Case series: The first case is a 45-year-old woman with a history of multiple pregnancies, hospitalized in 2016 for heart failure (HF), three months postpartum. Echocardiography confirmed significantly reduced LVEF of 20% with LV dilatation. An invasive and noninvasive cardiology workup yielded normal results. Cardiac MRI confirmed reduced LV function with no fibrosis. With regular monitoring and therapy, LV function recovered (EF 60%) within a year. She is now asymptomatic.

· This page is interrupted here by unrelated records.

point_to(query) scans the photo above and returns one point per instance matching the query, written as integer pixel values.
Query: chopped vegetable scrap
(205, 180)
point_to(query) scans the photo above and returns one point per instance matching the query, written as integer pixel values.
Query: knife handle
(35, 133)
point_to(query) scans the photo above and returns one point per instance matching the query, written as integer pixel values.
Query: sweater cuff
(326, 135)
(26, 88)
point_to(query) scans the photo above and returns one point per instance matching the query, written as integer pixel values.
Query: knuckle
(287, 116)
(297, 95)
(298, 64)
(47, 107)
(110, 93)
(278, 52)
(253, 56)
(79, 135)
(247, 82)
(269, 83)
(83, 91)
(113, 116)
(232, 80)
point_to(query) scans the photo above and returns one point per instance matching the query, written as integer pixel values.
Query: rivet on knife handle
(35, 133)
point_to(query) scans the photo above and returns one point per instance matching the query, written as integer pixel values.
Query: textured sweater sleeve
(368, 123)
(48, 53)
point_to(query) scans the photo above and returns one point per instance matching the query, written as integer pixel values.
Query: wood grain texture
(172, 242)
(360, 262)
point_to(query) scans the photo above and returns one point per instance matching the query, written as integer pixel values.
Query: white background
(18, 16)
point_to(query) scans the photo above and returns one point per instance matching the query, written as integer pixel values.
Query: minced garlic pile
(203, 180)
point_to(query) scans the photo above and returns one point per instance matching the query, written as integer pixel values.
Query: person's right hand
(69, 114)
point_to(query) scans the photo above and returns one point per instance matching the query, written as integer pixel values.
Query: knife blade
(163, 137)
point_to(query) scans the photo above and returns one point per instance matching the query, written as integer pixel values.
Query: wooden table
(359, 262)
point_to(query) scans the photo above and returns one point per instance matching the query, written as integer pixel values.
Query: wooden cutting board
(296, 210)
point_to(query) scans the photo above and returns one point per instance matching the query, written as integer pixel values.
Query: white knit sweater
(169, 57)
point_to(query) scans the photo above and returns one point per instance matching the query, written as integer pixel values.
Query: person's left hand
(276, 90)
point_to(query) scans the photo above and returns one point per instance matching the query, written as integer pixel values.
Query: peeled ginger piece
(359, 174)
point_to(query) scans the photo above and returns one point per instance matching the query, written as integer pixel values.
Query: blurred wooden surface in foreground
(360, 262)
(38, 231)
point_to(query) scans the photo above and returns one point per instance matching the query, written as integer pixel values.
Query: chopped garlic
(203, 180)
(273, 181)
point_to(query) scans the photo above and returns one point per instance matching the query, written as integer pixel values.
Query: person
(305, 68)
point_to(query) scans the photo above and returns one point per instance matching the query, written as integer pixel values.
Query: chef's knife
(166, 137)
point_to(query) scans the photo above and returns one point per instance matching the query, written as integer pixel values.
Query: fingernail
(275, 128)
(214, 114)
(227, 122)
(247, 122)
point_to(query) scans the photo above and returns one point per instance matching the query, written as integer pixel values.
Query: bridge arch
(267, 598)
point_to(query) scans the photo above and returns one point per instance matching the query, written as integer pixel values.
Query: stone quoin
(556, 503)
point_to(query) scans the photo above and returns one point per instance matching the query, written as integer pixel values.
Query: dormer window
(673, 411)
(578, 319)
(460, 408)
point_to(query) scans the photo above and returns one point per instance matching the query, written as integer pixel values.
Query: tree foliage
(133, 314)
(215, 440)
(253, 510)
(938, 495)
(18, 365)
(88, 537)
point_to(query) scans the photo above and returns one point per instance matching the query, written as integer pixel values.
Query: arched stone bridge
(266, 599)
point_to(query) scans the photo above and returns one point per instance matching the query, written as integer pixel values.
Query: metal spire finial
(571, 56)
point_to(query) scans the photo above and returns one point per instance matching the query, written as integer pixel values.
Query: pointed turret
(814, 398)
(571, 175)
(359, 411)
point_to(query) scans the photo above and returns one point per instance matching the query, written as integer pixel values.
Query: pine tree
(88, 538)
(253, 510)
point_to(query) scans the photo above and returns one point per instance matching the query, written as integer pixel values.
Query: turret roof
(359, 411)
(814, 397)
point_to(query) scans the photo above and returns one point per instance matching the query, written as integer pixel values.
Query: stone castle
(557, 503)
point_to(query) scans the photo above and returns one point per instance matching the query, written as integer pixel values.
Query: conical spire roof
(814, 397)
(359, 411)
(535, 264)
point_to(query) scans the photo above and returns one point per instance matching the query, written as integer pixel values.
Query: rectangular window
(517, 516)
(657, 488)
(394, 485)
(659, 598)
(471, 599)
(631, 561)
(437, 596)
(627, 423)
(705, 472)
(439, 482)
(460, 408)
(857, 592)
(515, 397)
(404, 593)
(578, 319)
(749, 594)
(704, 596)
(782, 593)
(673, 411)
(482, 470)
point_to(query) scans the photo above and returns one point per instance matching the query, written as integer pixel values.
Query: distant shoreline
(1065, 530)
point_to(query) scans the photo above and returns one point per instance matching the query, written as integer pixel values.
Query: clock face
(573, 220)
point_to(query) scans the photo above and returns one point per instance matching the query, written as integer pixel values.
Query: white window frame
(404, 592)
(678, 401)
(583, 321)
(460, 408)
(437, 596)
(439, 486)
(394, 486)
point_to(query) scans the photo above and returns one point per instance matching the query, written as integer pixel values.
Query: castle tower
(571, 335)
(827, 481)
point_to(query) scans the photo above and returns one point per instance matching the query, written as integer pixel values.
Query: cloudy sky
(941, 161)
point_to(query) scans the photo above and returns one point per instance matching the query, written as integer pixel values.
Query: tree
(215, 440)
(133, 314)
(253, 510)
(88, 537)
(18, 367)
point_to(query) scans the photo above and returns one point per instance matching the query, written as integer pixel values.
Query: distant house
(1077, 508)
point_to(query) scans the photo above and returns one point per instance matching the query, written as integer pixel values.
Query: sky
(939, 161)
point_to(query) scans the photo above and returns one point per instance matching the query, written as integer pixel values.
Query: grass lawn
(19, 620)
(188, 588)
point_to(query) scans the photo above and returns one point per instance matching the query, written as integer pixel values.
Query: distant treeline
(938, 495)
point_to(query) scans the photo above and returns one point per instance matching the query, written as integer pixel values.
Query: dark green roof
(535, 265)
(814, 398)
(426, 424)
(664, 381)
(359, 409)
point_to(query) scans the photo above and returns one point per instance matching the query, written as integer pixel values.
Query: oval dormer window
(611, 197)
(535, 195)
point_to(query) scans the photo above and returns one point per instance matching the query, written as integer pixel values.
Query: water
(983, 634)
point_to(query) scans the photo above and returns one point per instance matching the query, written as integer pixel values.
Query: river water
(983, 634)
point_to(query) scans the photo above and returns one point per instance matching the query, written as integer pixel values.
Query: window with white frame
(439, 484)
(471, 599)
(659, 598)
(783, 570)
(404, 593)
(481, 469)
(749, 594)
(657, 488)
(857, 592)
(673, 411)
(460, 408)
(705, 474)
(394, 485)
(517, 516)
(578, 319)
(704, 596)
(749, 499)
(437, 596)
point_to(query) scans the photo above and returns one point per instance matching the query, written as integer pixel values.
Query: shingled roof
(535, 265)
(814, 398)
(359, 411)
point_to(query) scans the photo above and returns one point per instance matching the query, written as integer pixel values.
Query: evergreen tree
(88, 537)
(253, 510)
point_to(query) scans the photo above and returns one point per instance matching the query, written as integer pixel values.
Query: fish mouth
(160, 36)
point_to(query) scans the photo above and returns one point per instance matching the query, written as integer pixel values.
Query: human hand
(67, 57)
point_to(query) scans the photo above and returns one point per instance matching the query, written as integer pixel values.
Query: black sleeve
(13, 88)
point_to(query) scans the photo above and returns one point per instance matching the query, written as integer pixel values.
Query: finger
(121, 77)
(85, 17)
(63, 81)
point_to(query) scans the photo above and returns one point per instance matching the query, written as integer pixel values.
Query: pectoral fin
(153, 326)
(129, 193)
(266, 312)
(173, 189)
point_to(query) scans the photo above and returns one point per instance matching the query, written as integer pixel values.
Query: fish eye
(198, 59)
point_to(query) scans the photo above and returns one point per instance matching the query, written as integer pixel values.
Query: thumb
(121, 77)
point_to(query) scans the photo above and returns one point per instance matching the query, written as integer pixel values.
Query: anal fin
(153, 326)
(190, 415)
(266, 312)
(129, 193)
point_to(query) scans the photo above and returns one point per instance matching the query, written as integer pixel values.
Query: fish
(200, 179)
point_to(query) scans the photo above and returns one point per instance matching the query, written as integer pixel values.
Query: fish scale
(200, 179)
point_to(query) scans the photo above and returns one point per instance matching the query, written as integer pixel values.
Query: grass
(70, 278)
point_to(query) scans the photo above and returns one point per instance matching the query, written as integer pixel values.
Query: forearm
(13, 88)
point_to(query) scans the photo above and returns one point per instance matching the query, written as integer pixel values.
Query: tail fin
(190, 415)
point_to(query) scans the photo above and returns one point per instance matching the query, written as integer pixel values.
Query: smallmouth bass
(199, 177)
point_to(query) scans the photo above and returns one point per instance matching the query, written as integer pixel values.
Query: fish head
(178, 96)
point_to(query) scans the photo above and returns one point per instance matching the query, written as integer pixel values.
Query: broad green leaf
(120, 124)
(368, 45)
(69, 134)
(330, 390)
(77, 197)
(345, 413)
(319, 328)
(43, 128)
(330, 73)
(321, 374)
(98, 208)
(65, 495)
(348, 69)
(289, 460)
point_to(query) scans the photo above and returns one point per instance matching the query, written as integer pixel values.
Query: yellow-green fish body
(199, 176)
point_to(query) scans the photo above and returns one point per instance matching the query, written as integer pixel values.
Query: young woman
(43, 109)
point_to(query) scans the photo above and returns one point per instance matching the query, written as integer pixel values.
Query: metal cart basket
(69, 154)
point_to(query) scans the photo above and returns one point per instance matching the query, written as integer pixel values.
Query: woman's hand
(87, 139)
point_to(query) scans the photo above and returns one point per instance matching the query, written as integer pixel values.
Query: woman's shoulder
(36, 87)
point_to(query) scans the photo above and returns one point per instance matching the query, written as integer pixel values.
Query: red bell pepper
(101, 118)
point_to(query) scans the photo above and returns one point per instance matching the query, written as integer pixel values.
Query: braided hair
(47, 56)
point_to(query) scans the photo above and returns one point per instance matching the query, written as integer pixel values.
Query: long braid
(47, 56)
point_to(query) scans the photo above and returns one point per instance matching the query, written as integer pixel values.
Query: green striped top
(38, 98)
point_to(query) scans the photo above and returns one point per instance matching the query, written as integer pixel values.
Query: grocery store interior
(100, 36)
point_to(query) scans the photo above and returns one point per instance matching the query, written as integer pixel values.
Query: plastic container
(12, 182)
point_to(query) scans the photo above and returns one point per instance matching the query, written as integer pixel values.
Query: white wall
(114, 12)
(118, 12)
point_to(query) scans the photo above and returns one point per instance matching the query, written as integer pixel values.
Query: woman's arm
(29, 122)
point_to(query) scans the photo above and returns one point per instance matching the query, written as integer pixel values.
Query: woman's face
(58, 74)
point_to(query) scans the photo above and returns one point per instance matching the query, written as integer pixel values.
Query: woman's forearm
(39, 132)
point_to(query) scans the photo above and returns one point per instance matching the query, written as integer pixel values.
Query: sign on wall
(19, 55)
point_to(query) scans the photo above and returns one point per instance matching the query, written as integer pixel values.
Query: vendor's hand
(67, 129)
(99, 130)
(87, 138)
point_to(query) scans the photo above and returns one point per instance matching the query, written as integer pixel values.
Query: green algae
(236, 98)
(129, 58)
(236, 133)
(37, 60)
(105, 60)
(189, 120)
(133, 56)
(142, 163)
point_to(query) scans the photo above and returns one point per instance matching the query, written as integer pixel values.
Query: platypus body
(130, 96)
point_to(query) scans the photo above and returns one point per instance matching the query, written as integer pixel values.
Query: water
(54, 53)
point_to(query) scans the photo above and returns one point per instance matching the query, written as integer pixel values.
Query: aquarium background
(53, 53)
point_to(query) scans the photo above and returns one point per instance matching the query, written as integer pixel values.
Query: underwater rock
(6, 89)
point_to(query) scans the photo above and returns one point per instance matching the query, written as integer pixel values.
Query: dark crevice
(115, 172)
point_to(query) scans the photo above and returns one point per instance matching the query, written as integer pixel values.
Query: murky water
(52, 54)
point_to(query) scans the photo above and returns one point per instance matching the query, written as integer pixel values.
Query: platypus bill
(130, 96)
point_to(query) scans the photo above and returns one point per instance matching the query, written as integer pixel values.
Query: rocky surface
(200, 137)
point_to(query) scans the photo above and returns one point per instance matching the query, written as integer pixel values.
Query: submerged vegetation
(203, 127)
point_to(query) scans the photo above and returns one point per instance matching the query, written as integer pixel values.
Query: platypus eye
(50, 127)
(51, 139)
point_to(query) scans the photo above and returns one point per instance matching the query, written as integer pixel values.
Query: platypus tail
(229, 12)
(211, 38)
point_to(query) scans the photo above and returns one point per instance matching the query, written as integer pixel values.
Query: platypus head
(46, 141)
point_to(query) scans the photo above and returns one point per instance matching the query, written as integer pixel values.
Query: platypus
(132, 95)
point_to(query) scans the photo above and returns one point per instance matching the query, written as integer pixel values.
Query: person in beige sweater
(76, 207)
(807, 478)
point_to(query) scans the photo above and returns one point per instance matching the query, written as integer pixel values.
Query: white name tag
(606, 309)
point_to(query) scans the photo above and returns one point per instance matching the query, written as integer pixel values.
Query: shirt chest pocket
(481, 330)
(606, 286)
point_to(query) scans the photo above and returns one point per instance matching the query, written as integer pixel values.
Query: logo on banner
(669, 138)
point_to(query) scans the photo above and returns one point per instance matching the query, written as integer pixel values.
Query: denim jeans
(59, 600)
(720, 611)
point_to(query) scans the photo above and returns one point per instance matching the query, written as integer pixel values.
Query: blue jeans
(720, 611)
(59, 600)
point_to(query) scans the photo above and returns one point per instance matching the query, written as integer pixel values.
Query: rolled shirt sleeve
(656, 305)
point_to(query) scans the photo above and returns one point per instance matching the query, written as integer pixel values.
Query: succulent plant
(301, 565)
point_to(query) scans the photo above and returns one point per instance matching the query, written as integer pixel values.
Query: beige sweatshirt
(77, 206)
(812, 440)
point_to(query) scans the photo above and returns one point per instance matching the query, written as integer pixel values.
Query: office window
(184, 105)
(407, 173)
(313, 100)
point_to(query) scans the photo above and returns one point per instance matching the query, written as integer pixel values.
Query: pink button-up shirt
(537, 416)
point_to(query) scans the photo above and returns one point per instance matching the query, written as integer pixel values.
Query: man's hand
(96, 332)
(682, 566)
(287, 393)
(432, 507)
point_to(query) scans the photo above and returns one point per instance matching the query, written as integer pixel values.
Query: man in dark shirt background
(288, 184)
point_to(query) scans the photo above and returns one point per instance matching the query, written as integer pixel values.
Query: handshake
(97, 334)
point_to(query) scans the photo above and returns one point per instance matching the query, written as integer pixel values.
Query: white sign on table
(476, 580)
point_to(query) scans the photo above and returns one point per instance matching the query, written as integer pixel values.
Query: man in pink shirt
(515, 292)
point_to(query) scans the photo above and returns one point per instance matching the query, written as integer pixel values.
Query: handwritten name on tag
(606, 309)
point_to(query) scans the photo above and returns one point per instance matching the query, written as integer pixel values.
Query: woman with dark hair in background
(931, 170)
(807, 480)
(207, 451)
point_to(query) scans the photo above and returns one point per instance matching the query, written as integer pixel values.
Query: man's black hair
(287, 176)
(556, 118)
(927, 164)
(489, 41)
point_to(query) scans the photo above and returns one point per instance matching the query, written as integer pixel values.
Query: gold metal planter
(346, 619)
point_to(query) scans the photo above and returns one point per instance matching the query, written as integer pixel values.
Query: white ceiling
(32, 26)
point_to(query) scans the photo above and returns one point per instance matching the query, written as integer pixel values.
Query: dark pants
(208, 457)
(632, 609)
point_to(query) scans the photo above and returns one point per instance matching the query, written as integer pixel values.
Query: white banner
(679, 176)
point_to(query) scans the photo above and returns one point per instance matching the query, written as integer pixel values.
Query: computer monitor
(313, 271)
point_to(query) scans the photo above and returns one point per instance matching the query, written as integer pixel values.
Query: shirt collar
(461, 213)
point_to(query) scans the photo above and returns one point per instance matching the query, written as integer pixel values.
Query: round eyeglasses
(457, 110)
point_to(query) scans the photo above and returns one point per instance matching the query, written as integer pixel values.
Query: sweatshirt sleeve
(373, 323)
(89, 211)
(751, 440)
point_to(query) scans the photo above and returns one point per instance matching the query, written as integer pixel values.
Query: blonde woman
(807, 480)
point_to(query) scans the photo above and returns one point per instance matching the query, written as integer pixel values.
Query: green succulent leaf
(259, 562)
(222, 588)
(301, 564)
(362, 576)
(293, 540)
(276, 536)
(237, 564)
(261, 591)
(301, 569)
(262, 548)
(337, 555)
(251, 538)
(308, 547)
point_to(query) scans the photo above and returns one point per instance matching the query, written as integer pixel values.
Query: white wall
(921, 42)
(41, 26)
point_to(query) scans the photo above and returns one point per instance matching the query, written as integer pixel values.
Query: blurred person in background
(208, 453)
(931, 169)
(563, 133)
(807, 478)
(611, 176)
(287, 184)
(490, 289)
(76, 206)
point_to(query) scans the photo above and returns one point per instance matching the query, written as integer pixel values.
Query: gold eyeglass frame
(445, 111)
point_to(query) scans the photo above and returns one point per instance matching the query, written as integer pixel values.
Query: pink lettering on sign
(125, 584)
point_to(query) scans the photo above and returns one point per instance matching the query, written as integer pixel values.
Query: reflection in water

The second case involves a 37-year-old woman hospitalized in 2024 for HF, two weeks postpartum. She had previously been diagnosed with congenital LV apical aneurysm. Echocardiography showed preserved LV function (EF 55%) and asymmetric hypertrophy of the interventricular septum, primarily at the midventricular level. CT coronary angiography identified an anomalous origin of the right coronary artery. Cardiac MRI confirmed hypertrophic obstructive cardiomyopathy (HCM). Further testing showed no significant pressure gradient across the LV. Genetic testing confirmed a hereditary form of HCM. The patient is now stable and under treatment.
Lastly, the most recent case involves a 21-year-old woman hospitalized for cardiogenic shock and preeclampsia, one day postpartum. She required mechanical ventilation and vasopressor support. Echocardiography confirmed significantly reduced LV function (EF 30%). After brief stabilization, she experienced cardiac arrest, was resuscitated and emergency percutaneous implantation of veno-arterial extracorporeal membrane oxygenation followed. Her condition was further complicated by multiple surgical interventions due to a retroperitoneal hematoma, multi-organ failure, and ultimately, cerebral edema with intracerebral hemorrhage. Despite intensive treatment, she died a month later.
Conclusion: This case series demonstrates the heterogeneity of PPACs, ranging from reversible PPCM to previously unrecognized HCM and finally, cardiomyopathy associated with preeclampsia. The outcomes varied from full recovery to maternal death. Etiology-specific understanding is essential for optimizing both maternal and fetal outcomes in these high-risk scenarios.